Maka kemudian seruan kembali ke meja perundingan dari pihak Israel mirip dengan permintaan tolong orang yang tenggelam, karena perundingan apapun tidak akan mencapai hasil yang bisa membawa kepada keamanan Israel dan stabilitasnya. Tidak hanya bentuk konsesi yang diinginkan dalam perdamaian seperti yang diberikan otoritas dan faksi Oslo, bahkan semua kebijakan internasional tidak akan ada kaitannya dengan logika rakyat Arab ketika mampu menumbangkan dictator, maka dengan ijin Allah akan terus berjalan meraih kesuksesan.

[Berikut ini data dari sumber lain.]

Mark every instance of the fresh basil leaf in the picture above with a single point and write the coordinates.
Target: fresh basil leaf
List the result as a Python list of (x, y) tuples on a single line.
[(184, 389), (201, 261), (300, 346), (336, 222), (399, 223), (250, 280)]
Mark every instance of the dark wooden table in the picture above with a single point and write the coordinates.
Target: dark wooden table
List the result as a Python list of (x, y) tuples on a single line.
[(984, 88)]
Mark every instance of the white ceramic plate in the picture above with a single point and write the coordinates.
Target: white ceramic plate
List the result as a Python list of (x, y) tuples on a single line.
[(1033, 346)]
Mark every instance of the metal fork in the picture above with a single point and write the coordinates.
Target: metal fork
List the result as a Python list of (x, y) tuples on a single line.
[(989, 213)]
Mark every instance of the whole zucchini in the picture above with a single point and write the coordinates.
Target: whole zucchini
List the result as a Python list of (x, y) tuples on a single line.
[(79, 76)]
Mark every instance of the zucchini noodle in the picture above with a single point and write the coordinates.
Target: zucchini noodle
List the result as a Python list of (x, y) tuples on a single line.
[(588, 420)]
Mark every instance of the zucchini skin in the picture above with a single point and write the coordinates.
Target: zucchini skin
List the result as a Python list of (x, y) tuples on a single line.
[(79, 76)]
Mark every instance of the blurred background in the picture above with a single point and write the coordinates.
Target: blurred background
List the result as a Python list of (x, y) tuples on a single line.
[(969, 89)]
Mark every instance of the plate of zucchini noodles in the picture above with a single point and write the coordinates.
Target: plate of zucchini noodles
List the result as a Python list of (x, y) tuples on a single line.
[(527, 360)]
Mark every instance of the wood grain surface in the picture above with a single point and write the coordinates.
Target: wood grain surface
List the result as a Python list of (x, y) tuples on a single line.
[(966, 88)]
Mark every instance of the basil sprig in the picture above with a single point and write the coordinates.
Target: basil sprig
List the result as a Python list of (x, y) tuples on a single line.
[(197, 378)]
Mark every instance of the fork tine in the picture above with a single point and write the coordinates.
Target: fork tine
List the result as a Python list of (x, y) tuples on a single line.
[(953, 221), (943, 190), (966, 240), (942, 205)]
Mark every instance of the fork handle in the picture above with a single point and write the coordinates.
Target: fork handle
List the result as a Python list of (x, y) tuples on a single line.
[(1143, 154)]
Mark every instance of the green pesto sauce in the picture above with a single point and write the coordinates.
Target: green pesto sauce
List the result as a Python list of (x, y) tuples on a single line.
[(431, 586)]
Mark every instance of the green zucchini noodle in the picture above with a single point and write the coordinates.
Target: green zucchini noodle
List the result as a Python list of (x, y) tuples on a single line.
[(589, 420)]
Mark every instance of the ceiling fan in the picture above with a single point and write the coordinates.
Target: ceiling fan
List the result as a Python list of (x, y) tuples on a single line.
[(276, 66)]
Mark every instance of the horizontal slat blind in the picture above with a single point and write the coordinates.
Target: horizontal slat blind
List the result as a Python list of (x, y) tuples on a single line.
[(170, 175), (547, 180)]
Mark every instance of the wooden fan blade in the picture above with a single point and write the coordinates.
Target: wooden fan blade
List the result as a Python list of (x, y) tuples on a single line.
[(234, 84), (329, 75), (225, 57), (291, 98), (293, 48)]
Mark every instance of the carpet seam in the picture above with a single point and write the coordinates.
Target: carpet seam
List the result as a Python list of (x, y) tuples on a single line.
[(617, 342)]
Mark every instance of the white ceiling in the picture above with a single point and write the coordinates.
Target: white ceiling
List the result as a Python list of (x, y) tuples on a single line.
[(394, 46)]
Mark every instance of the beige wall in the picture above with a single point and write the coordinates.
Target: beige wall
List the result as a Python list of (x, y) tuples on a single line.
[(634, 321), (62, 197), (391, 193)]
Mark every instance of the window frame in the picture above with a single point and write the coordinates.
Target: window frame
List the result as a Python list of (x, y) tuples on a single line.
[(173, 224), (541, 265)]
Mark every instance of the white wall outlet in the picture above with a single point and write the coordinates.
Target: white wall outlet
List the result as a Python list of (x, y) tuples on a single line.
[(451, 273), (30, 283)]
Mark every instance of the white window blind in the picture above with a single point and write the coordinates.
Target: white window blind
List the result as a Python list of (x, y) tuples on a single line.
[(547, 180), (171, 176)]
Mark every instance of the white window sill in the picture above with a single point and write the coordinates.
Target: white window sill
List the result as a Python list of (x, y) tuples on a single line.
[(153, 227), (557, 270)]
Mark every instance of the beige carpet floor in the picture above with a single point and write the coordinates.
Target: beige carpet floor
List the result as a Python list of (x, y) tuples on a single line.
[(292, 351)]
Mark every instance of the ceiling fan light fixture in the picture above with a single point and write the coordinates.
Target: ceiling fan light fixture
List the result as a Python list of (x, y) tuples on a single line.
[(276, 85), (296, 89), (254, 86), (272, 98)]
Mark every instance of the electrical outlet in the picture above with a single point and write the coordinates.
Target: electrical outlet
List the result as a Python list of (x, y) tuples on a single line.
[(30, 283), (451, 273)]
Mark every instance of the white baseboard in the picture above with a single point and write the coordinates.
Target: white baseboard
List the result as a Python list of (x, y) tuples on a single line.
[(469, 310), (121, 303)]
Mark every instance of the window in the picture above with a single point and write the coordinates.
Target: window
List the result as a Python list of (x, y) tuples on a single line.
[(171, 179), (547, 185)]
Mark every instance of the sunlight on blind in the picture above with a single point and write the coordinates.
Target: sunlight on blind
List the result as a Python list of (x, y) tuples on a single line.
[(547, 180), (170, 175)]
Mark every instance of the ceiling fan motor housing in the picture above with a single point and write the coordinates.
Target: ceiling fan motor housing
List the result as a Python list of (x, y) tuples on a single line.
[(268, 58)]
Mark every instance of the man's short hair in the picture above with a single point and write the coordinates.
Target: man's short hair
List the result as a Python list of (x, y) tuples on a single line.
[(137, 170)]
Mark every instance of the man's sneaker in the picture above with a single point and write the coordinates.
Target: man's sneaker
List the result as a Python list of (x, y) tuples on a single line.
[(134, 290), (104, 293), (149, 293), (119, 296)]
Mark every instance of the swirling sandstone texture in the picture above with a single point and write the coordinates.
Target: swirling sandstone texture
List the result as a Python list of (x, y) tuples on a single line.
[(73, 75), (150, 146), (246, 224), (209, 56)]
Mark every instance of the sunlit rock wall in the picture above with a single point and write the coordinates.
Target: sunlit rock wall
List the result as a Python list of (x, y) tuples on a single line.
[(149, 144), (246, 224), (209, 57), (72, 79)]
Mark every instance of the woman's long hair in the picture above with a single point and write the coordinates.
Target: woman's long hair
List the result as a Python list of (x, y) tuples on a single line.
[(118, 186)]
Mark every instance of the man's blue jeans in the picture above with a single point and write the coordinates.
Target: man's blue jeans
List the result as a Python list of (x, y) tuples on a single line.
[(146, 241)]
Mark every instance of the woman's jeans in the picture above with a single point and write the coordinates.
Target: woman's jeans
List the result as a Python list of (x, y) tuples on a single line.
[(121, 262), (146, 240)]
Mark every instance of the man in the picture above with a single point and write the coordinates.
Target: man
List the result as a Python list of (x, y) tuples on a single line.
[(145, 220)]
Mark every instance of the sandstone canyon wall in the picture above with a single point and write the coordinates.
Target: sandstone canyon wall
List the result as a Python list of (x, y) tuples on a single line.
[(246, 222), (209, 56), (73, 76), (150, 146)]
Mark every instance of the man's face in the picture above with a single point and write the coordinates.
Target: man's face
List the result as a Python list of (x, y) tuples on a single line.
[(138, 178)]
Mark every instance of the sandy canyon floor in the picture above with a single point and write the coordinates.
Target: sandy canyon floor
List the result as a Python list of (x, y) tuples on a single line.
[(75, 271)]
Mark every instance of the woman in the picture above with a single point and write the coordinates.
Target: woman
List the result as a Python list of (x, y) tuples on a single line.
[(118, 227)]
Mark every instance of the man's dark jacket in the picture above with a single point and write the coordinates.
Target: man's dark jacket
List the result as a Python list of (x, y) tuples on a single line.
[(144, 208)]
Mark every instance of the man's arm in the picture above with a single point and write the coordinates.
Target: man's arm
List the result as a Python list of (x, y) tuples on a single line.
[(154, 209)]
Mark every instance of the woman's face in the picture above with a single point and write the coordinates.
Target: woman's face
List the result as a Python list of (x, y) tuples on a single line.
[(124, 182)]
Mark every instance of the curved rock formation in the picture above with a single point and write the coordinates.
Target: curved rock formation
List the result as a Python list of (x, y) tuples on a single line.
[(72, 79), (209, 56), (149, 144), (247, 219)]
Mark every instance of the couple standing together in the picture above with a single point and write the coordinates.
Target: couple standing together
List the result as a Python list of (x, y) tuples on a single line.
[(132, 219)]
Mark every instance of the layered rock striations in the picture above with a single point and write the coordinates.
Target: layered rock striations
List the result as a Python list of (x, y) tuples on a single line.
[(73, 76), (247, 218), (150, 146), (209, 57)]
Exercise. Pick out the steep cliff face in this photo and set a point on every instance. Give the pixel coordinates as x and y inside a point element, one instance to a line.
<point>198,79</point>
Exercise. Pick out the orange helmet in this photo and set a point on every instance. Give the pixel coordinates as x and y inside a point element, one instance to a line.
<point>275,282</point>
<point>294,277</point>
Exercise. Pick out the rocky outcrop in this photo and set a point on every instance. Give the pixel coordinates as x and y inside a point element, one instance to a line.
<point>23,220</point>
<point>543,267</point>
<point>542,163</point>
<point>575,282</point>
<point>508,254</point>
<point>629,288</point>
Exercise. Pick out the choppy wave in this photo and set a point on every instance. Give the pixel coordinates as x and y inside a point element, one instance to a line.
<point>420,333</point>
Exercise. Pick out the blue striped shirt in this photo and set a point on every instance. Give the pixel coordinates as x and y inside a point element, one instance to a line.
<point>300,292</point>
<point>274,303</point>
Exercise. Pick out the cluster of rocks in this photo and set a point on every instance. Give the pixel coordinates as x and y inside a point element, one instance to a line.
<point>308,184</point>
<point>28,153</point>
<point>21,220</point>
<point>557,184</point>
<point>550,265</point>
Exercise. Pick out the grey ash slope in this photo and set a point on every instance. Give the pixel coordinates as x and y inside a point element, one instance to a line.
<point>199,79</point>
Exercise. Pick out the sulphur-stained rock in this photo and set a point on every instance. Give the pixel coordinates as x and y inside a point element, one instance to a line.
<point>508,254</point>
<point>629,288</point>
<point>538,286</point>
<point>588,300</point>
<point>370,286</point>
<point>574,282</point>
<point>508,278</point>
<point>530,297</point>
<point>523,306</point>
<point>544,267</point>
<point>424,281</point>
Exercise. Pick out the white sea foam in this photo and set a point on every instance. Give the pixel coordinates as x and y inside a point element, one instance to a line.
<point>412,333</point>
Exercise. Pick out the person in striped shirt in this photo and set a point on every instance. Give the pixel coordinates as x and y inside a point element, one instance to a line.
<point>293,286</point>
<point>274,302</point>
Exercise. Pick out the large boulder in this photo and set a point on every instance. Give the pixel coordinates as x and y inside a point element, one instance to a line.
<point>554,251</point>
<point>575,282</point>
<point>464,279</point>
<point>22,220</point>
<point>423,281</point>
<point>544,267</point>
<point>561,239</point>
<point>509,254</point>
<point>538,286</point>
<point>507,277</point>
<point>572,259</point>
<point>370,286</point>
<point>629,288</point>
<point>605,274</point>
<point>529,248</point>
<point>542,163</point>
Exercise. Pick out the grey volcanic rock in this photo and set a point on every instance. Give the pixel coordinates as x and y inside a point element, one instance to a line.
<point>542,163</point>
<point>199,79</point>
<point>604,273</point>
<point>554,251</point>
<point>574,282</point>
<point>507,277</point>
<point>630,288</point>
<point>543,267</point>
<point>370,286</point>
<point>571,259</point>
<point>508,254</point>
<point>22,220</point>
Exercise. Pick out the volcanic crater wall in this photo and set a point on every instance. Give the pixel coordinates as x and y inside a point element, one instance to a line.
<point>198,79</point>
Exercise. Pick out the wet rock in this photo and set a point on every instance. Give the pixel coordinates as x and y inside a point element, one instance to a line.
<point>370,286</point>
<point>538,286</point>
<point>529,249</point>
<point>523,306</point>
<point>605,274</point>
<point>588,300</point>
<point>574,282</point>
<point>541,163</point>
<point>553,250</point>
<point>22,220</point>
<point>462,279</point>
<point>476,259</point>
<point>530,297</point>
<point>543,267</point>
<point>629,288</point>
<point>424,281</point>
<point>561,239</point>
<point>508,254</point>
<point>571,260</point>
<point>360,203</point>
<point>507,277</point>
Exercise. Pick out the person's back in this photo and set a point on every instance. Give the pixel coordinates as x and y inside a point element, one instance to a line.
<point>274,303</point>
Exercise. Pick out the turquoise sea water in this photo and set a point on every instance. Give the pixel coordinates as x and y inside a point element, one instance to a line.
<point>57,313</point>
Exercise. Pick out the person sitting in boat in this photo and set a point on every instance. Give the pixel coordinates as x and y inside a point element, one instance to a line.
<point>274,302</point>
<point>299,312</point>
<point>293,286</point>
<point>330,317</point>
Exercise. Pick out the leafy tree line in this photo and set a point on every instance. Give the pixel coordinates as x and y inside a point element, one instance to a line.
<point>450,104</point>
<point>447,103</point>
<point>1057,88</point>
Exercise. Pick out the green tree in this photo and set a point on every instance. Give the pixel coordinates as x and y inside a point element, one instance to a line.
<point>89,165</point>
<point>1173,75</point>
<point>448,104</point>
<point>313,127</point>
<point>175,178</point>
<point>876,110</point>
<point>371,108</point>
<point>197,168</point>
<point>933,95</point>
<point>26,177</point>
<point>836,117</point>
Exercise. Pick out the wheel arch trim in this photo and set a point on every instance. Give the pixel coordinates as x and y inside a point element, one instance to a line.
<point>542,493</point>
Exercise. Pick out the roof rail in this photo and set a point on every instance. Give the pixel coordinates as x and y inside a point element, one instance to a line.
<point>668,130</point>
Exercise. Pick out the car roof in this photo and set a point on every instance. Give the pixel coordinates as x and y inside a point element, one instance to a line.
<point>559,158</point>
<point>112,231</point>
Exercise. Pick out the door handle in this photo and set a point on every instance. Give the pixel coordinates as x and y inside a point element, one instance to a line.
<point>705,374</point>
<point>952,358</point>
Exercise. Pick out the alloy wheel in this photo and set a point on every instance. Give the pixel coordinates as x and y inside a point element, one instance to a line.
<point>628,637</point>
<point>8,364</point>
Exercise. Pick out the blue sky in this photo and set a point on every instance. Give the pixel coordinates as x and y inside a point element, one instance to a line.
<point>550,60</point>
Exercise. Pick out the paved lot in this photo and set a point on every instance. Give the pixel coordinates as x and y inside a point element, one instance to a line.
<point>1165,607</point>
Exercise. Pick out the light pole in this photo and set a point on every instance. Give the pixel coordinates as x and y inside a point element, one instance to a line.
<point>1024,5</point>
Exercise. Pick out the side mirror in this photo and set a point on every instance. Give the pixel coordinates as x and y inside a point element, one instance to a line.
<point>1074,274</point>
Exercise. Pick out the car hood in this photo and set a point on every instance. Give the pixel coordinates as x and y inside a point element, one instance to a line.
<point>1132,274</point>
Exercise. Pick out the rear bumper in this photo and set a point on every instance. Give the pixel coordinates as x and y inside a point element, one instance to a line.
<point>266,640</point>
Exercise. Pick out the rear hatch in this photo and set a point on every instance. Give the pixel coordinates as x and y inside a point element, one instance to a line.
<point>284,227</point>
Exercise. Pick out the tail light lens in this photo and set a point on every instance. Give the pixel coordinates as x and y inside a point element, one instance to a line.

Tidak perlu bukti bahwa Israel mengetahui hal itu, hari-hari mendatang surat kabar Israel akan penuh dengan analisis yang menegaskan bahwa spiritual ini terlibat dalam situasi, tetapi kondisi saat ini membuktikan bahwa proses kemerdekaan telah dimulai, dan kemerdekaan dari tirani merupakan stasiun yang menegaskan bahwa umat ini akan mampu memerdekakan diri dari kotoran penjajah, mulai dari Palestina menuju Iraq sampai ke Afganistan.

Rakyat Tunisia telah memulai perjalanan ini, dan mereka lebih dahulu, tetapi revolusi Mesir akan terus menjadi tema utama pembebasan, sebab Mesir memiliki timbangan sendiri dalam sejarah, geografi dan demografi serta dalam kesadaran umat saat ini.